My wife retired in April. After that, she was covered by me. I retired 7/1. So how do the limits work this year? Family limits apply after April when she retired. I know that in 2023 we will be limited to the family limit between both accounts (i.e. add up the contributions to both accounts, they must not exceed family limits). But how would we prorate the contribution limits this year? I assume the IRS has a picky way to do that.

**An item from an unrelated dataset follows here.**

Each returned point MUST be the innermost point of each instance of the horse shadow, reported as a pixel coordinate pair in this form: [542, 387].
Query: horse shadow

Maybe Jan-Mar we had the individual limits (divided by four, since that is one quarter), and then April-Dec will be governed by 3/4 family limits??
When a husband and wife are both covered by family limits, the total contribution limit between their HSAs is limited to the family contribution amount. From IRS Pub 969 https://www.irs.gov/pub/irs-pdf/p969.pdf
Rules for married people. If either spouse has family HDHP coverage, both spouses are treated as having family HDHP coverage. If each spouse has family coverage under a separate plan, the contribution limit for 2021 is $7,200. You must reduce the limit on contributions, before taking into account any additional contributions, by the amount contributed to both spouses’ Archer MSAs. After that reduction, the contribution limit is split equally between the spouses unless you agree on a different division.
The rules for married people apply only if both spouses are eligible individuals.
If both spouses are 55 or older and not enrolled in Medicare, each spouse’s contribution limit is increased by the additional contribution. If both spouses meet the age requirement, the total contributions under family coverage can’t be more than $9,200. Each spouse must make the additional contribution to his or her own HSA.
Since for 2022, the family contribution limit is $7,300, which is exactly twice the individual limit of $3,650, you don’t need to worry about pro-rating by coverage months - the combined contribution that you can split any way between the two accounts is $7,300, in addition to the $1,000 you can each put into your individual accounts if you will each be 55 or older by the end of 2022. Thus,if you are both 55 or older, you can put a total of $9,300 into the two accounts, provided at least $1,000 goes into each account.
I would also point out the pro-ration for HSA contributions is done by months, not quarters, and it’s done by your status on the first day of the month. So if your wife was still covered by individual coverage on April 1, 2022, you and she would each have 4 months of individual coverage and 8 months of family coverage.